Which means that Kunstler's long standing prediction, (from the year 1812), was not so much a 'prediction' as it is an expression of current reality.

If you want to talk about the S&P 500, and its piddly 6.1% recent gain, since July 16th of this year, when it was all of a whopping 130 points higher than it is today...

Then fine, lets do that.

Today, as the US markets open, the S&P 500 is several *hundreds* of points *lower* than it was a decade ago.

Again, factor in a decade's worth of inflation, and the 40% loss in value that the US Dollar has seen since the year 2000, and it's clear that the S&P 500 is just as
---bleeped--- [insert expletive of your choice] as the DJIA is.

Now, from the day that President Clinton left office, had the DJIA lived up to its much touted 'Historically the Dow, like clockwork, sees an annual gain rate of 10%', (that every single Press Release that the NYSE has ever published says the DJIA has done since Day One), then today it'd be closing in at the 30,000 point mark.

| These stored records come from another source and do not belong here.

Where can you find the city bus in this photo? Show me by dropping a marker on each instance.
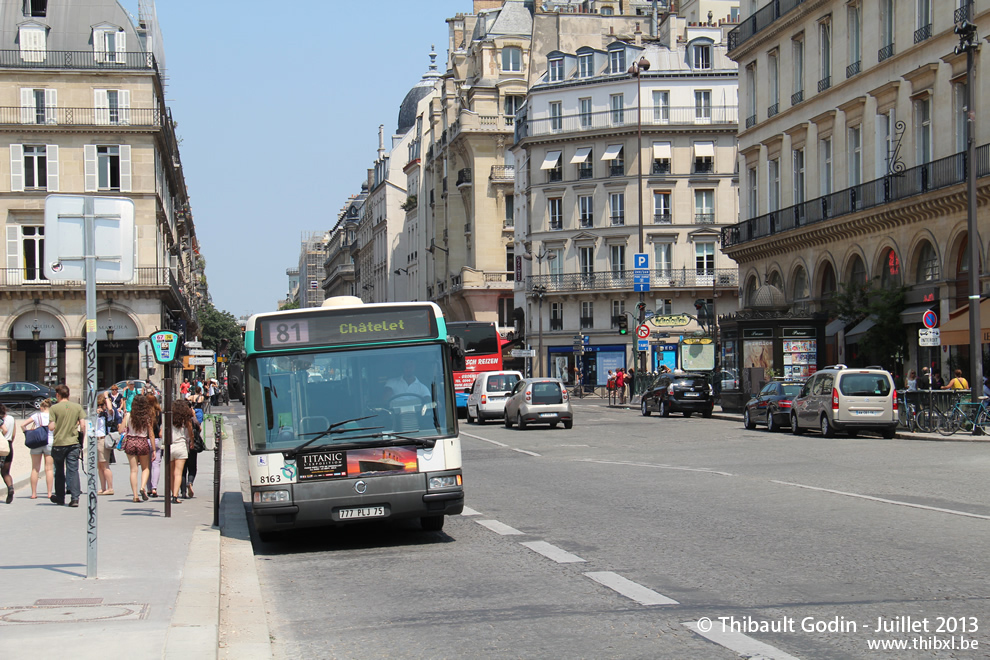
(351, 416)
(482, 346)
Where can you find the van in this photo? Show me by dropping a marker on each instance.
(838, 398)
(488, 395)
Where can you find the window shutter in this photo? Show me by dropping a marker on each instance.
(51, 103)
(27, 105)
(125, 168)
(90, 183)
(52, 159)
(16, 168)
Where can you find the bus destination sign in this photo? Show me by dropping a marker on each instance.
(345, 327)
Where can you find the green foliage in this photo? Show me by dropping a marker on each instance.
(217, 324)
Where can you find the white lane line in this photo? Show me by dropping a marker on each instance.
(552, 552)
(657, 465)
(745, 646)
(498, 528)
(630, 589)
(885, 501)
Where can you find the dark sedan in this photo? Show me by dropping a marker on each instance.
(772, 406)
(22, 393)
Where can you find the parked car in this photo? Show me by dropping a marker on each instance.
(772, 405)
(838, 398)
(489, 393)
(22, 393)
(682, 392)
(539, 401)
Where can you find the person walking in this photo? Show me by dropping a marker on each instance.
(68, 423)
(8, 427)
(181, 447)
(41, 455)
(138, 445)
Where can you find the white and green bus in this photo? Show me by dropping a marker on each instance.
(351, 416)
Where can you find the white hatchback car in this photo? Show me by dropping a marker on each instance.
(488, 395)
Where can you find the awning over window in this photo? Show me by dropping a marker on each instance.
(704, 149)
(612, 152)
(661, 150)
(581, 155)
(550, 161)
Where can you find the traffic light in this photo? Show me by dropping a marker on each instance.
(622, 322)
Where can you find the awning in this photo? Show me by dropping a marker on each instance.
(612, 152)
(661, 151)
(550, 161)
(914, 314)
(955, 331)
(853, 335)
(704, 149)
(580, 155)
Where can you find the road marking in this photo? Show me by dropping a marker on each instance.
(745, 646)
(551, 551)
(885, 501)
(630, 589)
(657, 465)
(498, 528)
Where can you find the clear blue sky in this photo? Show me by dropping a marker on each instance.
(278, 106)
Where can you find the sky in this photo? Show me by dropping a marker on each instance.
(277, 116)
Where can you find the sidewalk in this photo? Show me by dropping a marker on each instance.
(158, 587)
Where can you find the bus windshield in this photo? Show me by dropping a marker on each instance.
(304, 398)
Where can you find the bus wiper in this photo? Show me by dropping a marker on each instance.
(333, 429)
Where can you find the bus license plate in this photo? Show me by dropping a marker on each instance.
(362, 512)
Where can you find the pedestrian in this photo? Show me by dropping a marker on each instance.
(138, 445)
(105, 423)
(181, 447)
(41, 455)
(68, 422)
(8, 427)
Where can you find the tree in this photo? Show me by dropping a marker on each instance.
(217, 324)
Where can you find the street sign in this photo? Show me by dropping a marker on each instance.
(929, 336)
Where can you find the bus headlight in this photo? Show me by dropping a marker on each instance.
(271, 496)
(450, 481)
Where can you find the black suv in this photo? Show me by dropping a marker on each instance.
(679, 392)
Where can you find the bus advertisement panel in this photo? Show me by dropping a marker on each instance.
(351, 415)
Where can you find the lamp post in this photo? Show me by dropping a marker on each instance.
(539, 291)
(636, 70)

Instead of it currently being @ ⅔rds of that mark, where it pathetically languishes today.

Happy All Saint's Day.


Inflation, what we call it when our money becomes worth less than what it used to be worth, has been endemic in the Dollar, particularly since WWII. Look at this chart:



If you went shopping in 1800 and bought a basket of goods, and went shopping in 1940 and bought the exact same basket of goods, you paid nearly the same price as you would have in 1800. But since the war, and especially since the Dollar went off the gold standard, the prices of everything has shot through the roof. If you bought that same basket of stuff today as you might have in 1800 or 1940, you would pay over 500% more - and "scarcity" is not the issue. There are so many widgets and what-nots available today that they practically give them all away in discount bins just to get rid of them. Is it the cost of oil? That can only account for the last few years - until then, the price of oil had been held low for decades.



After the embargo of the 70s was over, prices fell back down to near what they had been pre-WWII. It is only very recently that oil has been the cause of rising prices.

So the gains in the stock market are an illusion - people think they have made money when in fact they have LESS purchasing power than they did before they bought the stocks, especially if they have been held longer than 10 years - and that's if a 2000 basket of goods would cost the same as a 2010 basket, which of course it doesn't. The 2010 basket of goods costs more - you have to pay more Dollars because the Dollars themselves are worth less, not because the goods in the basket have inherently become more valuable, are better quality, or are more scarce.

People just don't seem to realize this - so they keep buying stocks even though in absolute terms of purchasing power the value of the stocks is less. They are poorer than they were 10 years ago, when that same amount of money would have bought far more stuff. Remember this chart?



Not much has changed since this was made. Think about it.